- Sarah Campbell Allan at her graduation of Women's Medical College of the New York Infirmary.
- Born: December 7, 1861 Charleston, SC
- Died: February 25, 1954 (aged 92) Charleston, SC
- Burial place: Magnolia Cemetery
- Education: Charleston Female Seminary Women's Medical College of the New York Infirmary
- Occupation: Doctor
- Employer: South Carolina Lunatic Asylum
- Known for: First female doctor in South Carolina

= Sarah Campbell Allan =

First female doctor in South Carolina (1861–1954)

Sarah Campbell Allan (December 7, 1861 - February 25, 1954) was the first female doctor in the state of South Carolina. Allan worked for the South Carolina Lunatic Asylum and was instrumental in helping women's access to medical school and advanced degrees.

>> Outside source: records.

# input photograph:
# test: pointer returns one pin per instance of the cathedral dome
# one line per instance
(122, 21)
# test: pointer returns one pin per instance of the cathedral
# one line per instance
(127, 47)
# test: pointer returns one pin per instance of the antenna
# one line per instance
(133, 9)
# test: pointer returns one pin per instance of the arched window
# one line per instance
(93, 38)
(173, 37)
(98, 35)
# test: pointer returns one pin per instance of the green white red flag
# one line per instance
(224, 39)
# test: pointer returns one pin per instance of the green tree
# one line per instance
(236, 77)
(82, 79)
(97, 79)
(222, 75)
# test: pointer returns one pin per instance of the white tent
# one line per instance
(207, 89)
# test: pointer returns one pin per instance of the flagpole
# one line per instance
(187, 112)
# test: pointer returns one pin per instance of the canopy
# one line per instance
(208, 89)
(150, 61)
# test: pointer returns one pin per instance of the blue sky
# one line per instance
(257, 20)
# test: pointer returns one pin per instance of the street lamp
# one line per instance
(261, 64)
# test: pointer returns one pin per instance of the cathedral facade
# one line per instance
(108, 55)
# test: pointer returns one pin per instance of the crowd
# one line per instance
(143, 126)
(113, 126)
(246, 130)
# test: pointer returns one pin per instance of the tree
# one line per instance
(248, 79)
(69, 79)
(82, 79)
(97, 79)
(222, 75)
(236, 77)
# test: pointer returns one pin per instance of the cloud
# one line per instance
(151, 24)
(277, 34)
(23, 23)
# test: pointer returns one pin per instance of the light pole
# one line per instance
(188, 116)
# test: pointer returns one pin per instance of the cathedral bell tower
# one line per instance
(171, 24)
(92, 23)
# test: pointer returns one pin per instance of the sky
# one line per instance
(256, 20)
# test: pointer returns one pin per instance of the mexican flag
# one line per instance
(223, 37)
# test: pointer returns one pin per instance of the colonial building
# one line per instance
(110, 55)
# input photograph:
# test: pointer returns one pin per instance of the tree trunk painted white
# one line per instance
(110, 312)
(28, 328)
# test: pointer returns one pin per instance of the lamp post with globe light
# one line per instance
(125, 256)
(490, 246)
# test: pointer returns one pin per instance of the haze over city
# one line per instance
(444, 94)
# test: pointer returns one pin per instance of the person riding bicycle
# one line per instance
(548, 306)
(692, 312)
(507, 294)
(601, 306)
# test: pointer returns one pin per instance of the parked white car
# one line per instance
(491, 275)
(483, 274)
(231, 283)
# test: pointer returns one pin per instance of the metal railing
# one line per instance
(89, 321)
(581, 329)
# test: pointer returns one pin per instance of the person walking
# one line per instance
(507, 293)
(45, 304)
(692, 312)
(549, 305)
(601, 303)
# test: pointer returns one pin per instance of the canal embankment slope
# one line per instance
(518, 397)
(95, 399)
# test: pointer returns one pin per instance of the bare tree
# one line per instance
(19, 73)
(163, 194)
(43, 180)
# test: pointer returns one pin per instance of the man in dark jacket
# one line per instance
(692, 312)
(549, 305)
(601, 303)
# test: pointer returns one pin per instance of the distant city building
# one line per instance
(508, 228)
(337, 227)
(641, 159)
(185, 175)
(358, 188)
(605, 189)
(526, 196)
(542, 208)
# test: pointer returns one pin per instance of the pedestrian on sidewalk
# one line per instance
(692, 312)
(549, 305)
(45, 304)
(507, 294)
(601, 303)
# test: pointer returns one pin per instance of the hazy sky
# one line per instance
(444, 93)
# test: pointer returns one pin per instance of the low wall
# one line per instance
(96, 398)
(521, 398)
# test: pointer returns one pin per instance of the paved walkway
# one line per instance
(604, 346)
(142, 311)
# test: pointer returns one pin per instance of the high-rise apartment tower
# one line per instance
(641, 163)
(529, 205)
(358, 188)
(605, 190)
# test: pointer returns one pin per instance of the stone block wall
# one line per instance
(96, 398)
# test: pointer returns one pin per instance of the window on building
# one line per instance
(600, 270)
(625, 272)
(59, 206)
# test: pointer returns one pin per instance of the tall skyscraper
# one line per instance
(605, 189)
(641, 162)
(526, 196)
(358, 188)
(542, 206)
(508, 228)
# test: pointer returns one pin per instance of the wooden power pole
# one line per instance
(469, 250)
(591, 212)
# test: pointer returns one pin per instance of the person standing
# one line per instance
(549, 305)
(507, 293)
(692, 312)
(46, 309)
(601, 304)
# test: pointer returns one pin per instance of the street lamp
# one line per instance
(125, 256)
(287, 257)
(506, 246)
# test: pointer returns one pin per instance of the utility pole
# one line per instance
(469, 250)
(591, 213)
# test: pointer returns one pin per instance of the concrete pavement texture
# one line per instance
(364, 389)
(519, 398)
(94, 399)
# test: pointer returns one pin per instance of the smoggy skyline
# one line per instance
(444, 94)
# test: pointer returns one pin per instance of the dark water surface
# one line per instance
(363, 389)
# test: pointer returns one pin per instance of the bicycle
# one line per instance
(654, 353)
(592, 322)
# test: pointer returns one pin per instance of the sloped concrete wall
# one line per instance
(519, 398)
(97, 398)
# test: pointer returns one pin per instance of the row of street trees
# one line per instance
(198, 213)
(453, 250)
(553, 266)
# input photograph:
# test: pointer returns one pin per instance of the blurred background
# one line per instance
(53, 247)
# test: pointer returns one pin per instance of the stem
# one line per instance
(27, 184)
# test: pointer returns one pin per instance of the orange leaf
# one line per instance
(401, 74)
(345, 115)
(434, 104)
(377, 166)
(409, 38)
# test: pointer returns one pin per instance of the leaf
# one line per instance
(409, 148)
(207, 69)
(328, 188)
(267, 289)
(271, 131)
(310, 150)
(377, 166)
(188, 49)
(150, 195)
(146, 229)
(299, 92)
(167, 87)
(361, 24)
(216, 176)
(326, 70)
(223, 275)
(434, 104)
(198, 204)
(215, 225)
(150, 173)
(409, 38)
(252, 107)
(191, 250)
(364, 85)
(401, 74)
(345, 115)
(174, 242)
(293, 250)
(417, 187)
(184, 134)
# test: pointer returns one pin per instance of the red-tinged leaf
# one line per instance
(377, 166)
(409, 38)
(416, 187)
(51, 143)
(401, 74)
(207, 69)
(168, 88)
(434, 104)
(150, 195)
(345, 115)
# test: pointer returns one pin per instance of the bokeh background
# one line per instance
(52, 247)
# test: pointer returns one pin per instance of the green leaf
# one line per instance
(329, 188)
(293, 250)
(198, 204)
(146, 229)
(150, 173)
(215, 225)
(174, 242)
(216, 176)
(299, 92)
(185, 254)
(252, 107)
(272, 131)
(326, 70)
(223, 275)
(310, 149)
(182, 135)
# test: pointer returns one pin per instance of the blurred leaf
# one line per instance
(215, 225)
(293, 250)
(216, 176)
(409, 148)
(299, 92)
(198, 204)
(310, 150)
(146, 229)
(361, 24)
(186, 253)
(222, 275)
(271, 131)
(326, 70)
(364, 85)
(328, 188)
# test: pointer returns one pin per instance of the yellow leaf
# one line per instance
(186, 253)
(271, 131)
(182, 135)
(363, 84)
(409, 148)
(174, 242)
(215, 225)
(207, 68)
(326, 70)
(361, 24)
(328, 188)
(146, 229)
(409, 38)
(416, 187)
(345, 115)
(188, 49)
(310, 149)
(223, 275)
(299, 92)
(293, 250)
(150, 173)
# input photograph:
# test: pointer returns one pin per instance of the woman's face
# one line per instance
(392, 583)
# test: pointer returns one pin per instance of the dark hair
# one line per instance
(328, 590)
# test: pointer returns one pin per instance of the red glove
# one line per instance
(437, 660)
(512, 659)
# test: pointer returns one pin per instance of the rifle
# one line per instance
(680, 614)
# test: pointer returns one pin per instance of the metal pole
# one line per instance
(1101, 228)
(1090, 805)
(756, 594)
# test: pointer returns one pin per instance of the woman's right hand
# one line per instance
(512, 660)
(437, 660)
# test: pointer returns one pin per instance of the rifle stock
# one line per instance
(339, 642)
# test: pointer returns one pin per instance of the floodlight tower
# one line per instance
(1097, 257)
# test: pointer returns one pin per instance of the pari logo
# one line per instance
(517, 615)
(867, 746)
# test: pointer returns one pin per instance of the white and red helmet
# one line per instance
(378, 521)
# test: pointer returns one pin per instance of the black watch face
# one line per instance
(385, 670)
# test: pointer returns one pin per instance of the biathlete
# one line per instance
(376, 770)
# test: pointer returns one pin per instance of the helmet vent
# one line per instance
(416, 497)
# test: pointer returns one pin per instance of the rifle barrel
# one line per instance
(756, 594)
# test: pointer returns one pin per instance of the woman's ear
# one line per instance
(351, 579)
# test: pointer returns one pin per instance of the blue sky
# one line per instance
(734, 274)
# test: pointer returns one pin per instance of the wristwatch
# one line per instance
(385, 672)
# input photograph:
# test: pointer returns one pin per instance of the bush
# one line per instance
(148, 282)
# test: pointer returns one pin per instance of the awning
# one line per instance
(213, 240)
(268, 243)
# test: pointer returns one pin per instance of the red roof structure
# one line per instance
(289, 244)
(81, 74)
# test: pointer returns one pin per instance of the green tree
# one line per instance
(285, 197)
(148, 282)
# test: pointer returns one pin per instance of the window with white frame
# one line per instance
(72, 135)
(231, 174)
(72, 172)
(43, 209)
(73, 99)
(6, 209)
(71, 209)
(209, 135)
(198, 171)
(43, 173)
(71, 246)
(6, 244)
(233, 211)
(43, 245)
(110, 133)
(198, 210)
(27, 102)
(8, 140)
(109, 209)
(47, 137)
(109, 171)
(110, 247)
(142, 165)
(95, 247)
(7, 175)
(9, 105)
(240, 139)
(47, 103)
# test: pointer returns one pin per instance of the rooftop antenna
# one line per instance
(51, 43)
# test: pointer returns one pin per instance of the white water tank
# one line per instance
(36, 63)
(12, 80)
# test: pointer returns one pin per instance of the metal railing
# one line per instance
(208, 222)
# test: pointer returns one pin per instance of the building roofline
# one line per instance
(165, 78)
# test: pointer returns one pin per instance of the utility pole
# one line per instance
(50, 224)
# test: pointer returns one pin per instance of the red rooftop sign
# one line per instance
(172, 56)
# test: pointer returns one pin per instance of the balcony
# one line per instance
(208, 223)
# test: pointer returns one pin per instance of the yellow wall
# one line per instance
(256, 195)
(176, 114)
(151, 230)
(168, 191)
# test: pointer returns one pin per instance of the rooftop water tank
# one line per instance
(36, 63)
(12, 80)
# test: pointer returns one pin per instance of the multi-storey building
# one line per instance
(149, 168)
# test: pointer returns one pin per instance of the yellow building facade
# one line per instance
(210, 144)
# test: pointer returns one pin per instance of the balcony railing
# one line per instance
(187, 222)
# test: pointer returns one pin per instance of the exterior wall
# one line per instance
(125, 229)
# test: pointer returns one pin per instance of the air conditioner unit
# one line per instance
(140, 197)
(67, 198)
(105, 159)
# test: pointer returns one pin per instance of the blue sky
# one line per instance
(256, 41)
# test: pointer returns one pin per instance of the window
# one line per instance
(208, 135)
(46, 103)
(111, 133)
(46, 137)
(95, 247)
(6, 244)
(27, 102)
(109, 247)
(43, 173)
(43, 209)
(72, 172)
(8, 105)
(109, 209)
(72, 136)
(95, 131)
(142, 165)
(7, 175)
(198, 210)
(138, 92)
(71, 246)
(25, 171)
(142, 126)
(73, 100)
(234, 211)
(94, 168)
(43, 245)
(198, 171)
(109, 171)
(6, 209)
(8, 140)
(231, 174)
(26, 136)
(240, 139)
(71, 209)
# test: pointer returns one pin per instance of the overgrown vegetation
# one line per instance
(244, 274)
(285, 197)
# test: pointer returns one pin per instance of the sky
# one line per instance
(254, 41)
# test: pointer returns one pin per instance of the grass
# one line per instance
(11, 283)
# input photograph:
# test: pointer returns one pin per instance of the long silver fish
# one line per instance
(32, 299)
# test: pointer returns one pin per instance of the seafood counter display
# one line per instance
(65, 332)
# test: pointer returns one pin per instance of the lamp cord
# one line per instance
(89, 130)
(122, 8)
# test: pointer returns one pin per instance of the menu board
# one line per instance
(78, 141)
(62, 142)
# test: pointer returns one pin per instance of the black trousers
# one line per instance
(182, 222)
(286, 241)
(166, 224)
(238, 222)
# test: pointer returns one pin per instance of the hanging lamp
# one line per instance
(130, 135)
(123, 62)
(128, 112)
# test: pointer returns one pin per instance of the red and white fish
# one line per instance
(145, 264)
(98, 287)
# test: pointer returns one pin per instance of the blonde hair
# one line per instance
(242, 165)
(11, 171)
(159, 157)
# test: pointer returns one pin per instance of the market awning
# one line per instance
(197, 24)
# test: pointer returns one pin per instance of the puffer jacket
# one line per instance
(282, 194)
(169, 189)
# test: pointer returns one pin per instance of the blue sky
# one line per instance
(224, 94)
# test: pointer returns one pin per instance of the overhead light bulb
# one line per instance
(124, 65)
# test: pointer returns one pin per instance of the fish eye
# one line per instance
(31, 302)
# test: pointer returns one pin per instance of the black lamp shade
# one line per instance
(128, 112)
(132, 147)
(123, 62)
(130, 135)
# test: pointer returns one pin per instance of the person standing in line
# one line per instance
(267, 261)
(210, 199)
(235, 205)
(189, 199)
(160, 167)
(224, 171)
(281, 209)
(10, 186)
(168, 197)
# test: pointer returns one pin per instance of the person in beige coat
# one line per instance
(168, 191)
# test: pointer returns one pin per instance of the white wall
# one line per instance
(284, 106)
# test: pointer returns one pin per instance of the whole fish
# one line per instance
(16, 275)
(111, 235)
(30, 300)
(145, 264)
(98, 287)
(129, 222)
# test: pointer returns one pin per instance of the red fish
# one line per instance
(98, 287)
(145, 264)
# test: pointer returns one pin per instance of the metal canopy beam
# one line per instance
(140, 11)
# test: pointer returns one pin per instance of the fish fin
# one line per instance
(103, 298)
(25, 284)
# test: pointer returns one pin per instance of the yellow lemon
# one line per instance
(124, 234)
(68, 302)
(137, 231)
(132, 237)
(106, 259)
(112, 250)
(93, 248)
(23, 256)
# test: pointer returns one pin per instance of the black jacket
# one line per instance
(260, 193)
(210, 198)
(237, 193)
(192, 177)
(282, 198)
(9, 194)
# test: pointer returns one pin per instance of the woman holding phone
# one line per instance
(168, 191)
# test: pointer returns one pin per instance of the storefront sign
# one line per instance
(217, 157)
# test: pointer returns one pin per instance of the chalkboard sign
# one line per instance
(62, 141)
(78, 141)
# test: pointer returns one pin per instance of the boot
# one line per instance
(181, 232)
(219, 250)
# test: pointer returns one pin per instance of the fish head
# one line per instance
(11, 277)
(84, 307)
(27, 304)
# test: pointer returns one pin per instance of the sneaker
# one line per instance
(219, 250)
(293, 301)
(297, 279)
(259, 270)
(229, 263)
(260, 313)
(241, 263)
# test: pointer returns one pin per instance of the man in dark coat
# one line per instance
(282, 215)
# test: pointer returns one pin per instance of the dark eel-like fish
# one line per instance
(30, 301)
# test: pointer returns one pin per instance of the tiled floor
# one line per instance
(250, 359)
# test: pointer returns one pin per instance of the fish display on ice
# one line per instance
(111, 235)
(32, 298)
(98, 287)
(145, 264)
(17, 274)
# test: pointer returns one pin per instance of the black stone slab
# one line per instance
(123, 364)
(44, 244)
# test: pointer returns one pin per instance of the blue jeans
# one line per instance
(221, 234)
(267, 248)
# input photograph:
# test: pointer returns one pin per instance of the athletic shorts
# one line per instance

== Early life and education ==
Sarah Campbell Allan was born in Charleston, South Carolina, on December 7, 1861. She was one of eight children born to James Allan, a merchant, and Amy Hobcraft. Both her parents were immigrants to Charleston; her father was from Scotland, and her mother was from London. Sarah Campbell Allan was the third child. Her two older siblings died young, leaving Sarah as her parents oldest child. Sarah Allan attended and graduated from the Charleston Female Seminary, an all-female school.

Sarah Campbell Allan applied to the Medical College of South Carolina to pursue a medical degree, but she was denied because of her gender. Allan considered becoming a nurse instead, but her father urged her to chase her dream. Allan attended the Women's Medical College of the New York Infirmary, graduating in 1894.

== Career ==
After graduating from medical school, Allan worked as a resident physician at a sanitarium in Baltimore, Maryland. In October 1884, Allan moved back to Charleston and took the newly instituted medical examinations in South Carolina. Also in that month, she was the only female present and outscored her male counterparts. Allan was issued license number 40, becoming the first female doctor in the state of South Carolina. After receiving her license, Allan was offered a teaching job at Converse College, but she declined in order to practice medicine. South Carolina’s Governor at the time, John Gary Evans, wrote Allan asking if she would consider working at the South Carolina State Lunatic Asylum in Columbia as an assistant physician caring for female patients. Allan accepted and started on October 1, 1895. She also taught classes on anatomy and physiology at a nearby nursing school.

== Post-work life ==
After 11 years of service to the state, Allan moved back home to Charleston in 1907 to take care of her sick father. She never formally practiced medicine again. However, she occasionally took on a few patients. For the rest of Allan's life, she worked for charities and civic organizations, including her local Presbyterian church. She traveled and read in her free time. Sarah Campbell Allan died in her home in Charleston on February 25, 1954. Allan is buried in Magnolia Cemetery in Charleston.